De toute façon, il y a loin de la coupe aux lèvres. Emmené par l’ambassadeur pakistanais Munir Akram, le groupe de 134 pays dits « en développement » connu sous l’abréviation G77, a obtenu à grand-peine que soit inscrit à l’agenda de la COP réunie en ce moment à Charm El-Cheikh, en Égypte, la thématique dite des « pertes et dommages ». Les inondations hors-normes qui ont frappé le Pakistan cette année ont submergé un tiers du pays, affecté 33 millions de personnes et causé des dégâts estimés à dix pour cent du produit intérieur brut du pays. Pour ce pays, dont les émissions de gaz à effet de serre n’ont contribué qu’une part infime au réchauffement, la notion de pertes et dommages n’a rien d’abstrait : elle représente littéralement sa bouée de sauvetage. Pour autant, de l’avis général, la COP27 n’accouchera au mieux que d’une souris sur cette question, les premiers versements pouvant résulter de ces discussions n’étant pas attendus avant 2024.

L’avarice des pays riches, qui ont continué d’être les locomotives du modèle économique thermoindustriel, ne devrait pas étonner. Leur entêtement, qui s’est traduit par une hausse persistante des émissions de gaz à effet de serre ces dernières années alors qu’une réduction annuelle de six à sept pour cent au moins serait nécessaire, est décourageant : peut-on sérieusement attendre de ceux qui jettent de l’huile sur le feu qu’ils se préoccupent du sort de ceux qui risquent le plus d’être brûlés par les flammes ?

Lorsqu’on parle de pertes et dommages, une autre injustice historique vient à l’esprit : celle de l’esclavage mené à grande échelle par les puissances européennes à partir du XVIe siècle, causant à des dizaines de millions d’Africains des souffrances indicibles. De même qu’ils ont recouru à une multitude d’arguties pour ne surtout pas devoir contribuer à l’écot climatique, inventant avec une grande créativité de nouveaux mécanismes pour continuer de discuter et éviter de mettre la main à la poche, les pays industrialisés ont refusé jusqu’ici avec une grande constance d’endosser leurs responsabilités dans la traite esclavagiste et de verser des réparations aux populations concernées.
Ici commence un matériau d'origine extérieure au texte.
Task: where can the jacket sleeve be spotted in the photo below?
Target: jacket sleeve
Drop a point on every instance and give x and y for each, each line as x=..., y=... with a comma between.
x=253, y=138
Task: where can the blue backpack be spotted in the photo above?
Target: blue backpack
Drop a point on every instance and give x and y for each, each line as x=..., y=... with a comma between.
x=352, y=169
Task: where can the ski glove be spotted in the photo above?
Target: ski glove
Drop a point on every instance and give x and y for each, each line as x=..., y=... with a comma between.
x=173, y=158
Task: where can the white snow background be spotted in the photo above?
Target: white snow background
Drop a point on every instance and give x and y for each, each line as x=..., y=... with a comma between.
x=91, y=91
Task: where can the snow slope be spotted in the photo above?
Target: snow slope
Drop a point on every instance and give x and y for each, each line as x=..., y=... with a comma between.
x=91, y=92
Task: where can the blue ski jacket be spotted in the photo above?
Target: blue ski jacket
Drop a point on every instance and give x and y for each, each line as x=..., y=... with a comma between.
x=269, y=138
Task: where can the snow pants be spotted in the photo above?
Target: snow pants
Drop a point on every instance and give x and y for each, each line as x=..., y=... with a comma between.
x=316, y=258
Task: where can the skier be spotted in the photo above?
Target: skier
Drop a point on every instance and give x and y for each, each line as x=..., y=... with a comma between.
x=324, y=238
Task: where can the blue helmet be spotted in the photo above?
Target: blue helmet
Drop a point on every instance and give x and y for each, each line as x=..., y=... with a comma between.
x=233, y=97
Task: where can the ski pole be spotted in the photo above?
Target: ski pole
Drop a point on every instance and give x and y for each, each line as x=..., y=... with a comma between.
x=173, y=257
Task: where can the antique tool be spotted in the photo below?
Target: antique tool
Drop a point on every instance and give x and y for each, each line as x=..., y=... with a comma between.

Bien que les deux problématiques soient distinctes, il y a cependant un aspect énergétique qui les connecte : avant l’avènement de l’ère industrielle, rendu possible par la combustion massive de charbon, c’est la main d’œuvre africaine enchaînée qui a fourni aux nations européennes l’énergie qui leur a permis de dégager, dans les plantations de sucre et de coton du Nouveau Monde, leurs premières plus-values significatives tirées du commerce transocéanique.

La perspective que les cataclysmes climatiques exacerbés par des crises sociétales finissent par émousser le crédit accordé à l’argent sera peut-être ce qui convaincra les pays occidentaux d’organiser, malgré tout, les transferts financiers massifs qui s’imposent. Si la survie humaine est menacée, la sécurité ou l’alimentation de base remises en cause, la valeur du dollar, de l’euro ou du yuan sera forcément questionnée. Il sera alors dans l’intérêt objectif des pays industrialisés d’affecter une part importante de leurs réserves monétaires à aider les pays qui en ont le plus besoin à amorcer leurs transitions écologiques, histoire d’utiliser ce levier à bon escient tant qu’il conserve son efficacité.